CHANGES IN VERSION 0.1
----------------------

OVERVIEW

    o This package was designed for the analysis of bioinformatics-related
    data based on gene expression measurements. It requires 3 input
    values: (1) a gene-by-sample table providing the expression level
    of genes (rows) in each sample (columns), (2) an AnnotatedDataFrame
    from the Biobase package providing phenotypic information about the
    samples grouping them by levels of the factor, (3) the name of the
    grouping factor to investigate, which must be a valid column name
    in the AnnotatedDataFrame.

    o The analysis will identify all Gene Ontology (GO) terms represented
    by at least one gene in the expression dataset. A one-way ANOVA
    will be performed on the grouping factor for each gene present in
    the expression dataset. Following multiple-testing correction, genes
    below the threshold for significance will be assigned an F.value of
    0. GO terms will be scored and ranked on the average F.value of
    associated genes.

    o Functions are provided to investigate and visualise the results of
    the above analysis. The score table can be filtered for rows over
    given thresholds. The distribution of scores can be visualised. The
    quantiles of scores can be obtained. The genes associated with a
    given GO term can be listed, with or without descriptive information.
    Hierarchical clustering of the samples can be performed based on the
    expression levels of genes associated with a given GO term. Heatmaps
    accompanied by hierarchical clustering of samples and genes can be
    drawn and customised.


FEATURES

    o GO_anova() scores all Gene Ontology (GO) terms represented in
    the dataset based on the ability of their associated genes to cluster
    samples according to a predefined grouping factor. It also returns
    the table used to map genes to GO terms, the table summarising the
    one-way ANOVA results for each gene, and finally the predefined
    grouping factor used for ANOVA. Genes annotated to a GO term but
    absent from the expression dataset are ignored.

    o get_mart_dataset() returns a connection to the appropriate BioMart
    dataset of the Ensembl server based on the gene name of the first gene in
    the expression dataset. The choice of the dataset can be overriden by the
    user if a valid BioMart Ensembl dataset is specified.

    o subset_scores() filters the table of scored GO terms in the
    output of GO_anova() and returns a list formatted identically to the
    output of GO_anova() with the resulting filtered table of scores.

    o hist_scores() plots the distribution of average F scores in the
    output of GO_anova() or subset_scores().

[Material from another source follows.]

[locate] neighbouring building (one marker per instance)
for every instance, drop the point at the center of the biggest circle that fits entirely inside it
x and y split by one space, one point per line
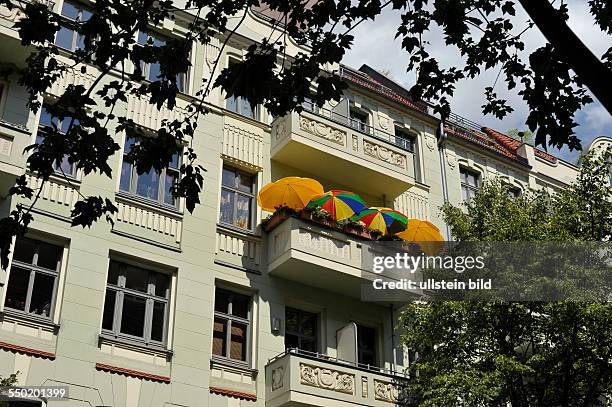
168 308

    o quantiles_scores() returns the quantile values corresponding
    to defined percentiles.

    o list_genes() returns the list of Ensembl gene identifiers
    associated with a given GO term.

    o table_genes() returns a table of information about the Ensembl
    gene identifiers associated with  a given GO term.

    o cluster_GO() plots a hierarchical clustering of the samples
    based on the expression levels of genes associated with a given
    GO term.

    o heatmap_GO() plots a heatmap with hierarchical clustering of
    the samples and genes based on the expression levels of genes
    associated with a given GO term.